Net impairment charges on financial assets, which grew by 74 percent to N6.6 billion in the first quarter, broke free to a massive swelling from N8.3 billion in the same period last year to N153.9 billion at half year.
The half-year asset impairment figure is already more than three and half times the total net impairment expenses on financial assets of N42 billion for the entire 2022 operations.
The rapid increase in credit losses has been on for the bank since last year when net impairment charges multiplied more than three times in the year.
The second revenue-consuming expense line is interest cost, which has extended its high rise of almost 80 percent in the first quarter to an increase of 88 per cent year-on-year to over N150 billion at half year.
The pattern of interest expenses growing much faster than interest income seen in the first quarter was maintained in the second.
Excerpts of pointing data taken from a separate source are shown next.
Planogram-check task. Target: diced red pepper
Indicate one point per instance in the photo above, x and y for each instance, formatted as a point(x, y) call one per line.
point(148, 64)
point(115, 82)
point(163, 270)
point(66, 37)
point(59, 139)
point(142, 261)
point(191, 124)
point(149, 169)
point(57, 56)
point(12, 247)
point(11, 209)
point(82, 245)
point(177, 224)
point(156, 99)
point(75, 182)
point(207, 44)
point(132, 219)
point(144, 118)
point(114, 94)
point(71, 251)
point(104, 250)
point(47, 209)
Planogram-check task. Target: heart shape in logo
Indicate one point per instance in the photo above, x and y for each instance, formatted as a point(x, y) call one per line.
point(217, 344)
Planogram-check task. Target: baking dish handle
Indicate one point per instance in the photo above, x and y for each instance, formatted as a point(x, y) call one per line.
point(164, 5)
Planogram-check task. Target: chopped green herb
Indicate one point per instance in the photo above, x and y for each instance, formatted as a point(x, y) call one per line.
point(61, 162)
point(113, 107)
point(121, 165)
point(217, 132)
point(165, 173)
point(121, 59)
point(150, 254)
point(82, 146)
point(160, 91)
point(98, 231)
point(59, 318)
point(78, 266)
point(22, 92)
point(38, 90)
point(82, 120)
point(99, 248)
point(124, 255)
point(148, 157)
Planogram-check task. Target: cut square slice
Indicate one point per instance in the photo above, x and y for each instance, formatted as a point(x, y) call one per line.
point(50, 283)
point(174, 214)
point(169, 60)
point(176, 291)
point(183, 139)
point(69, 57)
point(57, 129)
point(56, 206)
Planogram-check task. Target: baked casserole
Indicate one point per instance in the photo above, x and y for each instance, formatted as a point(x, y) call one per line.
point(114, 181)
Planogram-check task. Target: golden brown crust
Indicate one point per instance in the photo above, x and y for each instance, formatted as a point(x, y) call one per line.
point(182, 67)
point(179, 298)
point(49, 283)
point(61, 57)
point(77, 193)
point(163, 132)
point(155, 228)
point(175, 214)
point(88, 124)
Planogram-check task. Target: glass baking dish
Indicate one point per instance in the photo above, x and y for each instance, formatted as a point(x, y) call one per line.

Interest income grew by 66.4 percent at half a year to N428 billion compared to the 88 percent rise in interest expenses.
The sustaining incursion of cost of funds on interest earnings limited the increase in net interest income to 56.7 percent to close at over N278 billion at the half year, improving however from 41 percent in the first quarter.
More than all the increase in net interest income was consumed by the massive growth in loan loss expenses, resulting in a drop of 26.6 per cent in net interest income after loan impairment charges to close at N124 billion at the end of half-year trading.
The figure represents a modest top-up of N11 billion in the second quarter on the closing figure of N113 billion in the first quarter.
The inflow of net trading and foreign exchange gain made the difference in the bank’s earnings story from declining net income to the huge swelling of the bottom line.
UBA keeps going strong on revenue for the second year with equally strong growth in interest earnings supporting the robust growth from the side of non-interest income.
Gross earnings rose by over 163 percent year-on-year to the region of N980 billion at the half year, already standing above the gross income of N853 billion the bank recorded for the 2022 full year.
As much as N732 billion of the figure or 74.7 percent was raked in in the second quarter to build up from the N248 billion gross earnings at the end of the first quarter.
Net profit margin advanced from 18.9 per cent in the same period last year to a record of 38.6 per cent at half year, one of the highest margins among the big players in the Nigerian banking industry.
The combination of rapid growth in revenue and the big gain in profit margin is the fact behind the over five times jump in UBA’s after-tax profit at half year.
The bank earned N10.95 per share at the end of half-year operations, advancing from N1.98 per share in the same quarter in 2022. It has announced an interim cash dividend of 50 kobo per share to be paid on 6th October 2023.